For us, we do encourage a lot of people to be excited about building this, building kind of like agentic products, whatever kind of products that they're excited by.

But I think it's important for us to also have a separate group of people who protect that.

Their goal is to create the algorithmic advances.

How does that translate, just to build on Anja's question, into a concrete framework around resourcing?

Do you think about x percent of compute resources will go to longer term, very important but maybe a bit more pie in the sky exploration versus there's also obviously current product inference but this thing in the middle where it's achievable in the short to medium term.

Yeah, so I think that's a big part of both of our jobs.

Just this portfolio management question of how much compute do you give to which project?

I think historically we've put a little bit more on just the core algorithmic advances versus the product research but it's something that you have to feel out over time.

It's dynamic.

I think month to month there could be different needs and so I think it's important to stay fairly flexible on that.

And if you had 10 percent more resources would you put it toward compute or is it data curation, people, where would you stick that from like a marginal?

Good question.

Honestly, yeah, I think compute today.

I mean honestly, I do think kind of to your question of prioritization, right?

It's like in a vacuum any of these things you would love to like go and excel and win at.

I think the danger is you end up like second place at everything and not like clearly leading at anything.

So I think prioritization is important, right?

And you need to make sure there's some things you're clear eyed on this is the thing that we need to win.

Yeah.

I think it makes sense to talk about it for just a little bit more which is compute sets so much of computers destiny in a way.

Right at a research organization like OpenAI.

And so a couple of years ago I think it became very fashionable to say, "Oh, okay, we're not going to be compute constrained anytime soon because there's a bunch of CMs that people are discovering and we're going to get more efficient and all the algorithms are going to get better."

And then eventually like really was just being a data constrained regime.

And it seems like a couple of years have come and gone and we're still like this is sort of a compute constrained environment.

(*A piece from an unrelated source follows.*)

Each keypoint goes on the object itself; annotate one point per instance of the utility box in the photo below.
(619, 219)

Does that change anytime soon, you think?

I mean, I think like we've seen for long enough like how much we can do with compute.

Yeah, I haven't really bought that much into the like will be data constrained claim and yeah, I don't expect that to change.

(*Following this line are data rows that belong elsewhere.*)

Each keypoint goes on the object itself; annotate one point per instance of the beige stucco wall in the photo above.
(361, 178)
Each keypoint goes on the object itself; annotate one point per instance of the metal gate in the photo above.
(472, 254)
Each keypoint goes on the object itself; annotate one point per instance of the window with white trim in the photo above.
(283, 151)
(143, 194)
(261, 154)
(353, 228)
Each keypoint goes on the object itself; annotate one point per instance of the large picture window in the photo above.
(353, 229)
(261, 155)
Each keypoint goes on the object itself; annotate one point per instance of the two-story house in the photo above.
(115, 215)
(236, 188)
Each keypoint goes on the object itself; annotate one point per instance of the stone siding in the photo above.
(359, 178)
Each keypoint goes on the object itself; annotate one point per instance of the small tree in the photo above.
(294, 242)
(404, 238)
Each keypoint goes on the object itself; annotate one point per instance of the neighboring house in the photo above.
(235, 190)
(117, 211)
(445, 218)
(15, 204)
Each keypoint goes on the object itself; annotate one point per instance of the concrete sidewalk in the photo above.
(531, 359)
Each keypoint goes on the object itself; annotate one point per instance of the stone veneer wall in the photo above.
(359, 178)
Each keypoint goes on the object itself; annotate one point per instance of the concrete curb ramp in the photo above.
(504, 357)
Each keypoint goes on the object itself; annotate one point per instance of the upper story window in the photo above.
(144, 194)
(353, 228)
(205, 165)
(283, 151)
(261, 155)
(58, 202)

Yeah, anyone who says that should just step into my job for a week.

There's no one who's like, "Oh, I have all the compute that I need."

Historically, the job of advancing fundamental research has historically been largely amended that universities have had.

Partly for the compute reasons you just described, that hasn't been the case for Frontier AI.

You guys have done such an incredible job kind of channeling the arc of Frontier AI progress to help the sciences out.

And I'm wondering when those worlds collide, the fundamental world of university research today and the world of Frontier AI, what comes out?

So I guess I personally started as a resident at OpenAI and it's a program that we had for people in different fields to come in, learn quickly about AI and become productive as a researcher.

And I think there is a lot of really powerful elements in that program.

And the idea is just like, could we accelerate something that looks like a PhD in as little time as possible?

And I think a lot of that just looks like implementing a lot of very core results.

And through doing that, you're going to make mistakes.

You're going to be like, "Oh, wow, build intuition for if I set this wrong, that's going to blow up my network in this way."

And so you just need a lot of that hands-on experience.

I think over time, there have been curriculums developed at all of these large labs in optimization and architecture and RL.

And yeah, probably no better way than to just kind of try to implement a lot of those things and read about them and think critically about them.

Yeah, I think maybe one other nice thing that you get to experience at academia is persistence.

Of like, "Oh, you have a few years and you're kind of trying to solve a problem and it's a hard problem and you've never dealt with such a hard problem before."

And yeah, I do feel like this is a thing that's like, well, currently the pace of progress is very fast.

Maybe also the idea tends to work out a little bit more often than they did in the past because deep learning just wants to learn.

And getting your hands on a more challenging problem for a little bit, maybe being part of a team, attacking an ambitious challenge and getting that feeling of what it feels like to be stuck and what it feels like to finally be making progress, I think is also something that's very useful to learn.

How does external perception, reception of a particular product launch impact how you prioritize something?

Is it to the extent where perception and usage in the case where they're married, obviously there's probably a clear directive there, but in a case where maybe they're divorced a bit, does that impact how you think about roadmap or where you emphasize resources?

So we generally have some pretty strong convictions about the future and so we don't tie them that closely to the short-term reception of our products.

Of course, we learn based on what is going on.

We read other papers and we look at what other labs are working on.

But generally, we act from a place of fairly strong belief in what we're building.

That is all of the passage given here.